2. Dairenin 12.02.2019 tarihli bozma ilamından önce yürütülen yargılamada alınıp hükme esas kabul edilen 16.12.2015 tarihli aktüerya raporunda, PMF progresif rant yöntemine göre, 2015 yılı verilerine göre davacı için 96.462,40 TL sürekli iş göremezlik tazminatı hesaplanmış, mahkemece hüküm altına alınmıştır.
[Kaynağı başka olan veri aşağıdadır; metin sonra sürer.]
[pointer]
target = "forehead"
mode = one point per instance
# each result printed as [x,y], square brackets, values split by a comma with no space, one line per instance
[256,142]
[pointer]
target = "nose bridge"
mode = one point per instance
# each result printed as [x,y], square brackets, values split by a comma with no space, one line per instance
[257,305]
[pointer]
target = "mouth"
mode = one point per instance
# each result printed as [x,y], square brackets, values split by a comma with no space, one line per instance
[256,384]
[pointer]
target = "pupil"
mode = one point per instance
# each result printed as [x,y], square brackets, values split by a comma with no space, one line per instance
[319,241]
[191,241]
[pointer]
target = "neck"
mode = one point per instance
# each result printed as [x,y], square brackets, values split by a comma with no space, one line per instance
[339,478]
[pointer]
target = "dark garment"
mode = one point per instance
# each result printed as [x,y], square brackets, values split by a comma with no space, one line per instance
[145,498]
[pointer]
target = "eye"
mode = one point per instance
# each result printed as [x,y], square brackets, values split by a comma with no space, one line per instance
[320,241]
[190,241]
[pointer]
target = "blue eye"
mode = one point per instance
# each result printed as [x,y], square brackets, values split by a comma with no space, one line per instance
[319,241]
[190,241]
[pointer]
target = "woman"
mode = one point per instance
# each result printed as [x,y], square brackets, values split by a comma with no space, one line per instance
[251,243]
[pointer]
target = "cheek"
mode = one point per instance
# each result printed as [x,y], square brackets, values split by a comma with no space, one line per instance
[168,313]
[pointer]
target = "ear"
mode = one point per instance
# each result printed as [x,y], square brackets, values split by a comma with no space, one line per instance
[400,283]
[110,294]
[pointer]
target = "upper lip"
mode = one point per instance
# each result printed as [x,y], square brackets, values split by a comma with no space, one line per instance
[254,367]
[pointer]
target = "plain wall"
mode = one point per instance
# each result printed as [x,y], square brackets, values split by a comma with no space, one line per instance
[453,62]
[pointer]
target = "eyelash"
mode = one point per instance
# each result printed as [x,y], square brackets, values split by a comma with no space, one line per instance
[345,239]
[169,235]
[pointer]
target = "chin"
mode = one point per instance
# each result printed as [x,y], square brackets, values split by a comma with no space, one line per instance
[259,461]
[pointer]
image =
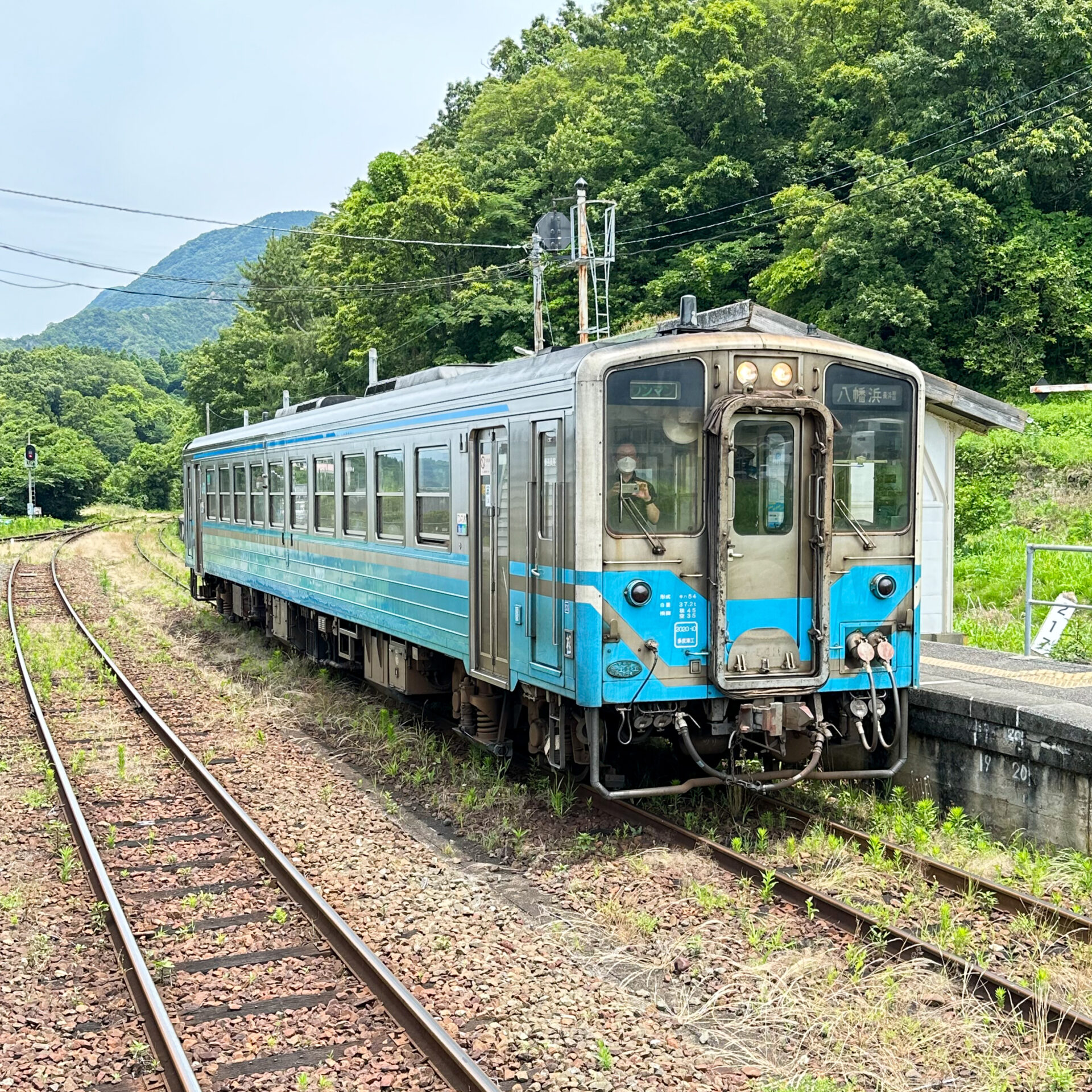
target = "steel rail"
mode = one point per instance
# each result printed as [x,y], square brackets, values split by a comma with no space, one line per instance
[165,1044]
[155,565]
[173,553]
[1064,1021]
[446,1056]
[1077,926]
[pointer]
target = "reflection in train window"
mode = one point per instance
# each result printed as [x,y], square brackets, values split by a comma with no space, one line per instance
[653,448]
[434,496]
[763,474]
[355,487]
[872,449]
[325,493]
[239,478]
[390,495]
[297,485]
[211,503]
[225,493]
[257,490]
[276,495]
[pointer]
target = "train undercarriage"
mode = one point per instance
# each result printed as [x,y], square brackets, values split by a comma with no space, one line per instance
[762,743]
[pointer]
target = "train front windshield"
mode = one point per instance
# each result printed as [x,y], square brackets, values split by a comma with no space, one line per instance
[653,449]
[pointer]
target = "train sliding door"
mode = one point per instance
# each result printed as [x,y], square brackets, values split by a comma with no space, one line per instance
[490,581]
[774,529]
[545,551]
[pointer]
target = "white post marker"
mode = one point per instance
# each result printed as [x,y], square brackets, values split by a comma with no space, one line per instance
[1055,624]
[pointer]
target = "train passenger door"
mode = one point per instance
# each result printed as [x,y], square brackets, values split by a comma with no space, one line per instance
[490,560]
[772,543]
[545,578]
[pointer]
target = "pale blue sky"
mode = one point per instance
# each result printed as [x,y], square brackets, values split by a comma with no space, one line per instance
[228,110]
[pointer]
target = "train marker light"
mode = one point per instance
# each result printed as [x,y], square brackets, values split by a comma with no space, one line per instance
[884,586]
[746,373]
[782,374]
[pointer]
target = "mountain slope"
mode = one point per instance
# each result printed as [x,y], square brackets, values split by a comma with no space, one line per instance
[144,318]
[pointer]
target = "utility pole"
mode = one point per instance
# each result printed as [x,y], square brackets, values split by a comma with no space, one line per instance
[536,273]
[32,457]
[582,257]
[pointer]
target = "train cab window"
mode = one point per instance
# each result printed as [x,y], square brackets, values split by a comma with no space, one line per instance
[763,475]
[225,493]
[434,496]
[873,449]
[390,495]
[297,485]
[239,481]
[355,495]
[325,503]
[211,503]
[276,495]
[257,493]
[653,449]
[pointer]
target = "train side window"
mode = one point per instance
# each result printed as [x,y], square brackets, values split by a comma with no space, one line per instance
[390,495]
[355,500]
[211,503]
[225,493]
[276,495]
[874,448]
[434,496]
[653,449]
[257,491]
[297,485]
[239,481]
[325,494]
[547,478]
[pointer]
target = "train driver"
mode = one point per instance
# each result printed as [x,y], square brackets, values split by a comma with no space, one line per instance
[637,498]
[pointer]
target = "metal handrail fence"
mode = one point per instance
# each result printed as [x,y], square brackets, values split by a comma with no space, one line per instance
[1029,578]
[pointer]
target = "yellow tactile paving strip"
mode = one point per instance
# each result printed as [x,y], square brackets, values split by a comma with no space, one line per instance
[1043,676]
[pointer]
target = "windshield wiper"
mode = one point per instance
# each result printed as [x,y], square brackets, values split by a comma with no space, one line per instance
[862,534]
[643,526]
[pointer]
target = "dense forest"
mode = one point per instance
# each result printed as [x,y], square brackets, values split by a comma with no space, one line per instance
[104,424]
[911,174]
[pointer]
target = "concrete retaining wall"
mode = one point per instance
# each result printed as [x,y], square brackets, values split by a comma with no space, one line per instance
[1024,766]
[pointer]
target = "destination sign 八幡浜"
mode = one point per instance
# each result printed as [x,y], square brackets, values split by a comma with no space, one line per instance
[866,395]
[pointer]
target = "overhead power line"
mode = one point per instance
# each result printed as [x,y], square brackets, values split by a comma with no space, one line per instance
[839,171]
[376,287]
[261,228]
[632,244]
Taraf vekillerinin temyizi üzerine, Dairenin bozma ilamında, kaza tarihindeki gelirin usulünce belirlenmesi hususu vurgulanarak, karar davalı taraf yararına bozulmuştur.
Bozma kapsamında yürütülen yargılamada; mahkemece alınan aktüer raporunda 2015 yılı verilerine göre TRH 2010 yaşam tablosu progresif rant yöntemine göre 94.742,91 TL hesaplanmış yanılgılı değerlendirme ile davacı taraf lehine kazanılmış hak oluştuğu gerekçesiyle, ilk hükümdeki miktar hüküm altına alınmıştır.
Açıklanan vakıalar karşısında mahkemece; bozma öncesindeki ilk hükme esas alınan 16.12.2015 tarihli hesap raporundaki veriler, (hesaplama yöntemi olan PMF progresif rant yöntemi ve 2015 yılı verilerine göre) esas alınarak davalı taraf lehine oluşan kazanılmış hakkın korunmasını sağlayacak biçimde ve sadece benimsenen 3.101,78 TL gelir esas alınması hususu suretiyle hesaplama yapılması gerekirken, usuli kazanılmış hakları ihlal edecek biçimde TRH 2010 yaşam tablosu progresif rant yöntemine göre hesaplama yapılarak karar verilmesi bozmayı gerektirmiştir.

VI. KARAR
Açıklanan sebeplerle;
1. Değerlendirme bölümünün (1) numaralı bendinde açıklanan sebeplerle davalı … vekilinin diğer temyiz itirazlarının REDDİNE,

2. Değerlendirme bölümünün (2) numaralı bendinde açıklanan sebeplerle davalı … vekilinin temyiz itirazlarının kabulü ile temyiz olunan mahkeme kararının BOZULMASINA,

İstek hâlinde peşin alınan temyiz harcının davalıya iadesine,
Dosyanın, mahkemeye gönderilmesine,
09.03.2023 tarihinde oy birliğiyle karar verildi.